Jakarta, 5 Januari 2026 – Kementerian Pekerjaan Umum (PU) dengan sigap mengambil langkah-langkah strategis sebagai bentuk dukungan penuh terhadap penanganan keadaan darurat pascabencana banjir bandang yang melanda Pulau Siau, Kabupaten Kepulauan Siau Tagulandang Biaro (Sitaro), Provinsi Sulawesi Utara. Kejadian yang berlangsung pada Senin (5/1/2026) dini hari sekitar pukul 03.00 WITA tersebut berdampak pada permukiman warga di Kelurahan Bahu, Kecamatan Siau Timur, serta Kampung Peling Sawang dan Kampung Paseng di Kecamatan Siau Barat.

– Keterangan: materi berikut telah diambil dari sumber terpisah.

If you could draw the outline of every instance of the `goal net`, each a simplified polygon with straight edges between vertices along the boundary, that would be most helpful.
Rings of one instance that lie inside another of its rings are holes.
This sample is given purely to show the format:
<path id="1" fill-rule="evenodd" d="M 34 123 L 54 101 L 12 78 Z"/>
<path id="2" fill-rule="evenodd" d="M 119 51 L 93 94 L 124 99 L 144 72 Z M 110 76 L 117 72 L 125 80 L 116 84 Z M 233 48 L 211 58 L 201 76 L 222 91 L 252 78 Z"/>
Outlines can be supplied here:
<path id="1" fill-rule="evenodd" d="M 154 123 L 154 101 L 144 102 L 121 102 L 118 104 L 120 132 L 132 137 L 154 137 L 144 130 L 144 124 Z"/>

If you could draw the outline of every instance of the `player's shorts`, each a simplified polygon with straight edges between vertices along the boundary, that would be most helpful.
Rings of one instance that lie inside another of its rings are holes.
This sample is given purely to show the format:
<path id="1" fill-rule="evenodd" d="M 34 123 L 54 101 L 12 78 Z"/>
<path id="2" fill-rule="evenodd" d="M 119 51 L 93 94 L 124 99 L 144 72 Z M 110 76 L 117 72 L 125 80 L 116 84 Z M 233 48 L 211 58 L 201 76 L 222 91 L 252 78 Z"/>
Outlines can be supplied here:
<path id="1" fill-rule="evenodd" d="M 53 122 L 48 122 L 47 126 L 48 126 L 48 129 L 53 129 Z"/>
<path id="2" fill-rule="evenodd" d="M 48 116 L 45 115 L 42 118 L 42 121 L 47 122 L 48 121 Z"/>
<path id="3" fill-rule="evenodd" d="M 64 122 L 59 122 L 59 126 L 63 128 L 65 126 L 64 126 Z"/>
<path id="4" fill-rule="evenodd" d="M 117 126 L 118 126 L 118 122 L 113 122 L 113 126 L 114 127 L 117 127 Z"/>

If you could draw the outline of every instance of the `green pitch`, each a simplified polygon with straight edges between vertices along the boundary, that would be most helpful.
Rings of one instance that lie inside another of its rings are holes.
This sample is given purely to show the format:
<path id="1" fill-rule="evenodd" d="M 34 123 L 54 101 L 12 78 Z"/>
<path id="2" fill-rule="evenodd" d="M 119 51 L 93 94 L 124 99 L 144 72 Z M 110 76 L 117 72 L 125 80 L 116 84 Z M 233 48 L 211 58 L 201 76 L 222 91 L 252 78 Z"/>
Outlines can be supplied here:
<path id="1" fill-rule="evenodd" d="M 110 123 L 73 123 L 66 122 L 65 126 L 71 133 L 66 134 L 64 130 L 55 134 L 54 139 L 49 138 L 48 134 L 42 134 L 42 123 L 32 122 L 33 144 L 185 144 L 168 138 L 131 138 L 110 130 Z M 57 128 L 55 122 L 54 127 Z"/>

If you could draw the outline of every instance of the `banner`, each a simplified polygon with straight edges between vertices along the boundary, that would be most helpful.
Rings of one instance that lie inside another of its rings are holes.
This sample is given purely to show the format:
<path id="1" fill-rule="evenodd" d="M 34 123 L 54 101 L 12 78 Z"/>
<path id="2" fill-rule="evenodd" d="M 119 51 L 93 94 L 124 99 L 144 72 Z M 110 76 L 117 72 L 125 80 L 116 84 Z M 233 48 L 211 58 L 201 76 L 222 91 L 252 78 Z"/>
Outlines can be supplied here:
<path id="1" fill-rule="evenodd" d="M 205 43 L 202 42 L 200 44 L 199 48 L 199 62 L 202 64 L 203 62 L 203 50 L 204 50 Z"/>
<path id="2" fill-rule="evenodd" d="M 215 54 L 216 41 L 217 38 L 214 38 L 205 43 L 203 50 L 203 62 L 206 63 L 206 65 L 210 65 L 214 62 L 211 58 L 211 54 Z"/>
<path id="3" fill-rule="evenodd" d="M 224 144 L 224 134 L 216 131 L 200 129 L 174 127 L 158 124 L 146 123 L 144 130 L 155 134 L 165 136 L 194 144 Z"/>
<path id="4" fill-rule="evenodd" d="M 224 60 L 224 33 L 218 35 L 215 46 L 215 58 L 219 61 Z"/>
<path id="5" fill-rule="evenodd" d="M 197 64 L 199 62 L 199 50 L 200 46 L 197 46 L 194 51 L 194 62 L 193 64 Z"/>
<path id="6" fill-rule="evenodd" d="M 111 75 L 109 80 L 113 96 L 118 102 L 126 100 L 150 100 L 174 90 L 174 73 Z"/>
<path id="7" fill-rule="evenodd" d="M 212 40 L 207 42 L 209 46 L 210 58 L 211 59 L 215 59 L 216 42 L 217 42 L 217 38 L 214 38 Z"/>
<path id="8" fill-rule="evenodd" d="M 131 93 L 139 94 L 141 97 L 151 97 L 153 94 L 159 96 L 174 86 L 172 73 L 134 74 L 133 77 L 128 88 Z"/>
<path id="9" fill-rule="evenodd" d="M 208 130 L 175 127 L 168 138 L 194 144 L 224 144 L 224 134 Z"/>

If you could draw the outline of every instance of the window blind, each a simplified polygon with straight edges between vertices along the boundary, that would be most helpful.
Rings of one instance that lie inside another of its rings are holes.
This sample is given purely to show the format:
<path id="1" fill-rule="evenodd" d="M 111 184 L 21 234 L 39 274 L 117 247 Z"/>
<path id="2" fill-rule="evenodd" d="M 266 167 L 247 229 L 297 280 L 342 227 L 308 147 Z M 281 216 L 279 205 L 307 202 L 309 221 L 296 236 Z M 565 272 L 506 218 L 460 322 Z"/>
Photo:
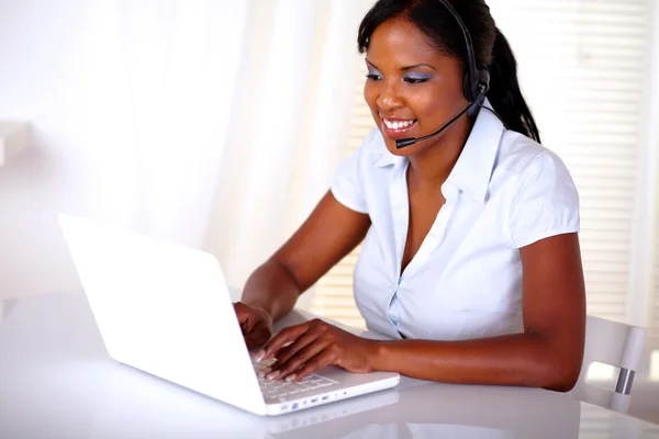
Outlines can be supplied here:
<path id="1" fill-rule="evenodd" d="M 649 0 L 489 0 L 520 64 L 543 143 L 570 169 L 581 200 L 588 312 L 624 320 L 639 168 Z M 350 154 L 373 126 L 356 79 Z M 640 122 L 640 123 L 639 123 Z M 316 288 L 312 309 L 346 323 L 355 312 L 353 252 Z M 658 300 L 655 315 L 659 319 Z M 659 325 L 658 325 L 659 327 Z"/>

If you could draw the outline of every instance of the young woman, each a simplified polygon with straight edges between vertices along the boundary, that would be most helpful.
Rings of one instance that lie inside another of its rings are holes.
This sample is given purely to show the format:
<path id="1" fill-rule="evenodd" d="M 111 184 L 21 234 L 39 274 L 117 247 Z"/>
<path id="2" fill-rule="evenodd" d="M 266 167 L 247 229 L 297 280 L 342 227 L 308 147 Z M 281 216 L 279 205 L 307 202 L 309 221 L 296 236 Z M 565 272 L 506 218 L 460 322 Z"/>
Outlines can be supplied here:
<path id="1" fill-rule="evenodd" d="M 364 95 L 378 130 L 235 304 L 248 346 L 264 344 L 272 322 L 364 240 L 355 299 L 369 329 L 392 340 L 321 320 L 290 327 L 257 356 L 277 358 L 271 379 L 298 381 L 336 364 L 569 391 L 579 376 L 585 293 L 577 190 L 539 145 L 488 5 L 446 2 L 380 0 L 365 16 Z"/>

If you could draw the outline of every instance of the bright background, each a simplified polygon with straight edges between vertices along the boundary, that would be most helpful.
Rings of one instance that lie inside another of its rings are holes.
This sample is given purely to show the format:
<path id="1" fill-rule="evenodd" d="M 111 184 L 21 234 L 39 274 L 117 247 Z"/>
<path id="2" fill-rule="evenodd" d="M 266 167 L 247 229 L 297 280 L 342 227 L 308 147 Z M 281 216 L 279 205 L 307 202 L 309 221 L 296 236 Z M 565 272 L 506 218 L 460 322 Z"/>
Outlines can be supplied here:
<path id="1" fill-rule="evenodd" d="M 372 126 L 355 42 L 371 3 L 0 0 L 0 120 L 32 126 L 0 168 L 0 300 L 80 288 L 62 211 L 208 250 L 243 284 Z M 589 313 L 659 349 L 659 5 L 489 4 L 580 191 Z M 301 305 L 361 325 L 356 255 Z"/>

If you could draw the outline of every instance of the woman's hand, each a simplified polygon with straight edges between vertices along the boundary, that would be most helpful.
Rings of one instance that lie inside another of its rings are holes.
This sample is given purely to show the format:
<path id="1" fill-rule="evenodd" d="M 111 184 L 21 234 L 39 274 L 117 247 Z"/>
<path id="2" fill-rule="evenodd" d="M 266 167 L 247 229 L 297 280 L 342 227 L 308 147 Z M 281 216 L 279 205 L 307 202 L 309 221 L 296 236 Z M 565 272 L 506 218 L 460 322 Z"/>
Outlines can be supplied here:
<path id="1" fill-rule="evenodd" d="M 371 372 L 375 349 L 376 341 L 314 318 L 272 337 L 257 353 L 257 361 L 273 357 L 277 361 L 261 373 L 272 380 L 299 381 L 328 364 L 349 372 Z"/>
<path id="2" fill-rule="evenodd" d="M 270 339 L 272 317 L 268 313 L 261 308 L 245 305 L 242 302 L 234 303 L 234 311 L 238 317 L 248 349 L 254 349 Z"/>

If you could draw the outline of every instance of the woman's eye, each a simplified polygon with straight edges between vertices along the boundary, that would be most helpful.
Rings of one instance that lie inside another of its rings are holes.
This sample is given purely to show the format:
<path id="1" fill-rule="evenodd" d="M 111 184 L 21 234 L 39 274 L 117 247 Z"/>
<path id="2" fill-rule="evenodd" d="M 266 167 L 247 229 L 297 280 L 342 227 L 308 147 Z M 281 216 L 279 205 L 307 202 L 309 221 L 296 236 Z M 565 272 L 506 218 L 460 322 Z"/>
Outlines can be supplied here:
<path id="1" fill-rule="evenodd" d="M 431 78 L 412 78 L 412 77 L 406 77 L 405 78 L 405 82 L 409 82 L 409 83 L 422 83 L 422 82 L 426 82 L 428 79 L 431 79 Z"/>

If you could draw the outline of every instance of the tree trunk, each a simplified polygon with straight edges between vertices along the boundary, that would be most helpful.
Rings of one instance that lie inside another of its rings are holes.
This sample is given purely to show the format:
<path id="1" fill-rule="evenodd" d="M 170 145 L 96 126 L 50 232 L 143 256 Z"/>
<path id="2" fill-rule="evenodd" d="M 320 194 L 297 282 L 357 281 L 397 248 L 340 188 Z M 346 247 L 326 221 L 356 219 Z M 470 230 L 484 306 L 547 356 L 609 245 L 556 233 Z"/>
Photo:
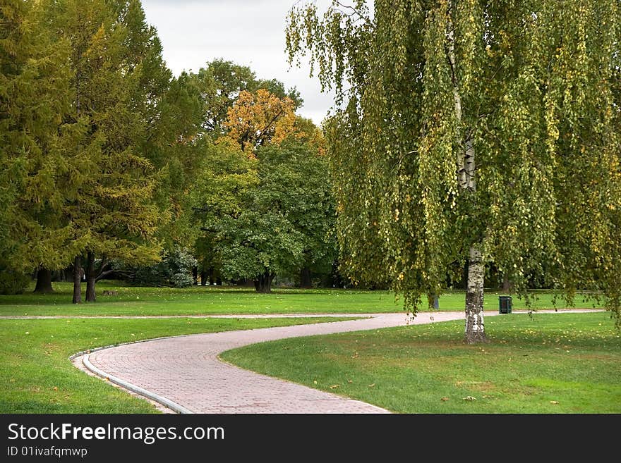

Menteri Pekerjaan Umum, Bapak Dody Hanggodo, menegaskan komitmen
tinggi Kementerian PU untuk hadir memberikan dukungan optimal di setiap lokasi
terdampak bencana. “Kementerian PU mengerahkan seluruh kapasitas dan sumber
daya yang dimiliki untuk menangani dampak banjir bandang ini. Keselamatan jiwa
dan upaya pemulihan segera bagi masyarakat merupakan prioritas utama kami,”
tegas Menteri Dody.
Sebagai bagian dari aksi tanggap darurat, Kementerian PU melalui
balai-balai teknis terkait telah segera mendistribusikan personel khusus dan
menyiagakan 2 (dua) unit alat berat di lokasi kejadian untuk mendukung proses
evakuasi, pencarian, serta pembersihan material sisa banjir. Untuk memperkuat
operasi, telah dipersiapkan pula 3 (tiga) unit excavator dari Kota Manado yang
siap dimobilisasi menuju lokasi bencana.
Kepala Balai Wilayah Sungai (BWS) Sulawesi I Manado Sugeng
Harianto, menyampaikan bahwa koordinasi intensif terus dilakukan dengan jajaran
di lapangan. “Tim kami senantiasa berkoordinasi secara erat dengan petugas di
wilayah kepulauan. Setelah memperoleh akses kapal menuju Pulau Siau, rencana
pengiriman tambahan alat berat akan segera dieksekusi untuk memperkuat operasi
penanganan di lokasi, yang saat ini telah didukung oleh alat berat yang
tersedia,” jelas Sugeng.
Dengan mempertimbangkan karakteristik geografis wilayah kepulauan
yang unik, Kementerian PU mengoptimalkan koordinasi lintas sektor bersama Badan
Penanggulangan Bencana Daerah (BPBD), Basarnas, dan unsur Forkopimda setempat.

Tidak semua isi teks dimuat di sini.